Monday, May 13, 2013
Day One Hundred and Thirty-three - The Cider House Rules, "I have no idea what Michael Caine saw in Tobey Maguire"
I hate to say it, but I think I prefer it when Tobey is in the latter position. It's just hard to get a believable emotion out of him.
Set in the 1940's, The Cider House Rules tells the tale of an orphan (Maguire) trying to find his place in the world. Raised to be an obstetrician by Dr.Larch (Caine), who runs the orphanage where unwed mothers give birth to unwanted children... or don't, Tobey's character, Homer Wells, decides in the first act to avail himself to the good nature of a young couple coming to the orphanage for an illegal abortion (Charlize Theron and Paul Rudd) and escape the life that has been set before him, namely, taking over the orphanage.

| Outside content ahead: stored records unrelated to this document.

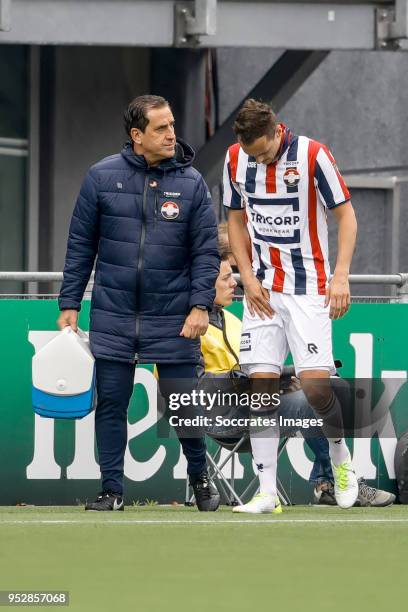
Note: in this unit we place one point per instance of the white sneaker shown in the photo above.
(345, 484)
(261, 504)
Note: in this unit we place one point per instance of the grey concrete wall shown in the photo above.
(357, 104)
(93, 87)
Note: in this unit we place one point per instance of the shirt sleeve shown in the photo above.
(329, 182)
(232, 195)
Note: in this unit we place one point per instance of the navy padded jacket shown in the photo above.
(154, 232)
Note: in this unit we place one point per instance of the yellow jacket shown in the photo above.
(220, 345)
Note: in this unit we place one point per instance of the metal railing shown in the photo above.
(398, 281)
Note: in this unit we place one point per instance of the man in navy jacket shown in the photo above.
(146, 214)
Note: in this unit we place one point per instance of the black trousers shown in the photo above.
(114, 382)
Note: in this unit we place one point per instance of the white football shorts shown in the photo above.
(301, 325)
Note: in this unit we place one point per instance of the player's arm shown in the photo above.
(335, 196)
(338, 291)
(257, 297)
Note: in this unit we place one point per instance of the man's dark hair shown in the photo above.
(254, 120)
(135, 114)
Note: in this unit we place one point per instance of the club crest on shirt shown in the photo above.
(170, 210)
(291, 177)
(245, 342)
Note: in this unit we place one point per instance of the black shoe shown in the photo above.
(370, 496)
(107, 500)
(206, 495)
(323, 495)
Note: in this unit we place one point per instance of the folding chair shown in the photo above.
(226, 486)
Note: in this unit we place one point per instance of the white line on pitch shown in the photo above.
(198, 522)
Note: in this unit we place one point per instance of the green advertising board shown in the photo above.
(43, 461)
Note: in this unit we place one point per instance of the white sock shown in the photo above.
(338, 450)
(265, 445)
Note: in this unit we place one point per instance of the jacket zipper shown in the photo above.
(140, 262)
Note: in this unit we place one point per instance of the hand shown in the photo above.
(196, 324)
(257, 298)
(338, 296)
(68, 318)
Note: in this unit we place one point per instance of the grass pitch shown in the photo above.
(175, 558)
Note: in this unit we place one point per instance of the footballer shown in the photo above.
(278, 188)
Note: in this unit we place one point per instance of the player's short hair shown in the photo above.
(135, 116)
(223, 242)
(254, 120)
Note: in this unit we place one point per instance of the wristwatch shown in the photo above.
(200, 307)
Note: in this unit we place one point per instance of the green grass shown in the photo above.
(174, 558)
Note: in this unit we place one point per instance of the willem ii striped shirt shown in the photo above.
(286, 204)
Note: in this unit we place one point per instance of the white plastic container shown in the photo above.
(63, 377)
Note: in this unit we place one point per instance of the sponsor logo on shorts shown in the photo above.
(245, 342)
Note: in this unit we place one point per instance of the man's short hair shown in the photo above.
(254, 120)
(223, 242)
(135, 116)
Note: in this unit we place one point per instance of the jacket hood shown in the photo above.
(183, 158)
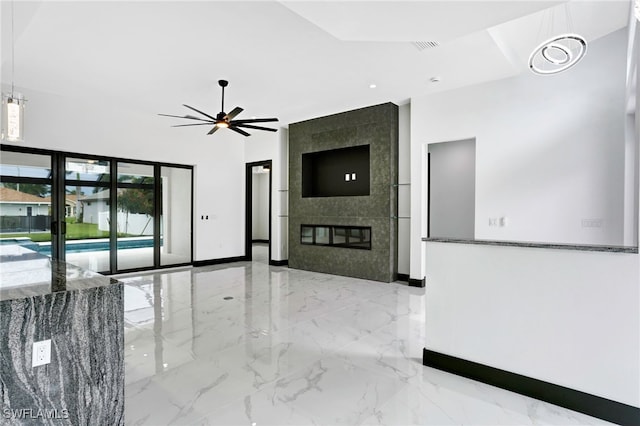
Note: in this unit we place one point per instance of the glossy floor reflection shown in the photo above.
(250, 344)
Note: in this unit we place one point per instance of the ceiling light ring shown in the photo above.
(556, 43)
(568, 56)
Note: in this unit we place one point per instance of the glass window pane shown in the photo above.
(339, 235)
(135, 173)
(175, 219)
(306, 234)
(360, 237)
(87, 169)
(88, 220)
(322, 235)
(19, 164)
(25, 218)
(135, 228)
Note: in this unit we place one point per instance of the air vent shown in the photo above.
(423, 45)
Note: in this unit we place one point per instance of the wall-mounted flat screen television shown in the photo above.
(336, 173)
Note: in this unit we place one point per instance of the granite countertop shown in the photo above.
(25, 273)
(579, 247)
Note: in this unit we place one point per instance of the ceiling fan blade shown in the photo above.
(190, 117)
(208, 123)
(249, 126)
(198, 111)
(233, 113)
(255, 120)
(242, 132)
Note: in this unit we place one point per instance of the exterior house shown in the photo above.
(93, 204)
(20, 212)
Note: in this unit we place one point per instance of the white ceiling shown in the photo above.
(293, 59)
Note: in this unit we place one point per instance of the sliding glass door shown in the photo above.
(103, 214)
(25, 201)
(136, 207)
(86, 214)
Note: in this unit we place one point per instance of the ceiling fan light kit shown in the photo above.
(222, 120)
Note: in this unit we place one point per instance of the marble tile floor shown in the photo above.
(250, 344)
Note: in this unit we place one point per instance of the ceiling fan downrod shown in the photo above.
(223, 84)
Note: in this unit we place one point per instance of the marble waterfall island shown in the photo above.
(82, 314)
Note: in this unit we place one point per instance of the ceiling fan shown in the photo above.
(224, 120)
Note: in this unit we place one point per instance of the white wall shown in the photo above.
(96, 126)
(549, 151)
(260, 205)
(19, 209)
(571, 318)
(404, 187)
(176, 199)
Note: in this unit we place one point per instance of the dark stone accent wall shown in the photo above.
(376, 126)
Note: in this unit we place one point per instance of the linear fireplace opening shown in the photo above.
(356, 237)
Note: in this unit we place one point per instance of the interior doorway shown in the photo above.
(258, 207)
(451, 189)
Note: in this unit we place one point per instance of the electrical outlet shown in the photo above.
(41, 354)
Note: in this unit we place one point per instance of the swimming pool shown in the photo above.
(83, 246)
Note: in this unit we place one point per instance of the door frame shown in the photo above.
(248, 233)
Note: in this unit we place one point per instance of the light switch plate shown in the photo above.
(41, 354)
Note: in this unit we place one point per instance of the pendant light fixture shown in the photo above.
(558, 52)
(12, 103)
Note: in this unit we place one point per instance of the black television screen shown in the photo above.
(337, 172)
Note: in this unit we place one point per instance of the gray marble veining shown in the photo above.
(579, 247)
(82, 314)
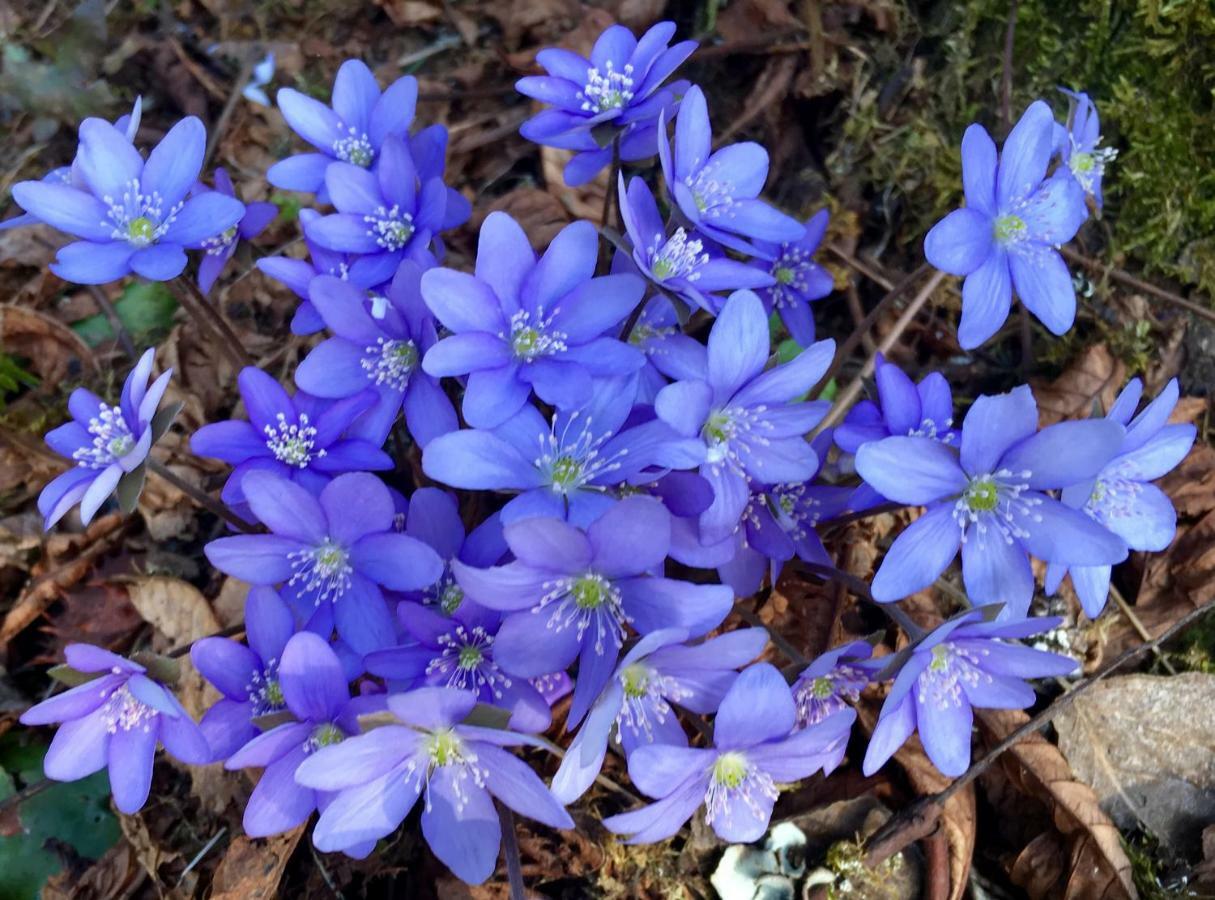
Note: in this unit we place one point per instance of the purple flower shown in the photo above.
(679, 264)
(384, 213)
(615, 95)
(519, 324)
(131, 216)
(657, 673)
(962, 664)
(247, 677)
(717, 190)
(462, 769)
(1120, 497)
(752, 752)
(338, 548)
(569, 468)
(1079, 145)
(456, 650)
(294, 437)
(572, 594)
(116, 719)
(314, 689)
(368, 273)
(903, 407)
(832, 681)
(1006, 236)
(352, 130)
(745, 415)
(221, 247)
(106, 442)
(798, 278)
(989, 501)
(378, 345)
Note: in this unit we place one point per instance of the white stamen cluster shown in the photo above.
(390, 227)
(734, 777)
(677, 256)
(323, 570)
(391, 362)
(608, 89)
(136, 218)
(112, 439)
(588, 603)
(996, 502)
(292, 442)
(355, 148)
(467, 663)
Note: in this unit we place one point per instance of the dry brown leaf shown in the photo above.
(176, 609)
(252, 869)
(1097, 867)
(1094, 375)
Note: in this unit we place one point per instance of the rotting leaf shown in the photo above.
(1097, 866)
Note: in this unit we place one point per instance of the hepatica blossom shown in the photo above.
(717, 191)
(294, 437)
(459, 770)
(659, 673)
(116, 720)
(520, 324)
(755, 750)
(745, 415)
(351, 130)
(990, 501)
(106, 442)
(617, 94)
(338, 548)
(679, 261)
(1120, 496)
(1006, 235)
(130, 215)
(964, 664)
(572, 594)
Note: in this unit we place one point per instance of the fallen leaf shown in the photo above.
(1095, 377)
(252, 869)
(1096, 866)
(1137, 742)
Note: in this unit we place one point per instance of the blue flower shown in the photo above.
(378, 341)
(131, 216)
(106, 442)
(717, 190)
(962, 664)
(351, 130)
(747, 418)
(1120, 496)
(569, 468)
(989, 501)
(520, 324)
(1006, 235)
(679, 264)
(755, 750)
(295, 437)
(619, 89)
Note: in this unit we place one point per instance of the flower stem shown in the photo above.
(203, 499)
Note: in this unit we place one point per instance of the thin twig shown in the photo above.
(116, 323)
(510, 850)
(849, 394)
(1130, 281)
(920, 819)
(202, 498)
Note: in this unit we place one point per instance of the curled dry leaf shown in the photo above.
(1092, 865)
(1094, 377)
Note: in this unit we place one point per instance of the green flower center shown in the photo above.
(982, 496)
(730, 769)
(1009, 228)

Over the course of the second and third acts, Homer lives life apart, becoming an apple picker and falling in love with Charlize Theron's character Candy, who is heartbroken at being separated from her lover, the Army Pilot Wally (Rudd). They have a beautiful affair that lasts the winter until word comes of both Wally and Dr.Larch's fates.
I really liked The Cider House Rules, I just wish they had found someone other than Tobey to play this role. Throughout the entirety of the film, he plays Homer with a detached pleasantness that worked for him really well (ironically enough) in Pleasantville, but doesn't feel right inhabiting a character going through so much emotional turmoil.
Be it leaving his childhood home or finding his first love (lucky him that it was Charlize), I get nothing from Tobey but a sort of goofy neutralness that makes me wonder if he's just high all the freaking time. I mean everyone... Theron, Caine, Delroy Lindo... heck, even Rudd outshines Tobey in terms of emotional range in this film.
That said, it's still an interesting period piece that deals with some heavy subject matter, namely the ethics and morality of abortions. Sure, it's a little heavy-handed with its message and telegraphs its main crisis a bit too early, where Homer has many first act objections to what he considers to be an unethical practice, but it manages to smother doubt and awkwardness by introducing an even darker aspect to the film with the normally affable Mr.Rose (Lindo) and his daughter (Erykah Badu).
As far as coming of age films go, it true that the film is more than a bit plodding and predictable, with no real surprises other than the Rose situation, but it still manages to be pleasing and redeeming, never really succumbing to the cheese that hovers just around the corner, waiting to be unleashed via bad editing or scoring.
Quick shoutout to J.K.Simmons who plays Theron's father for a few scenes and Kieran Culkin who has a small role at the orphanage. Always good to see them both!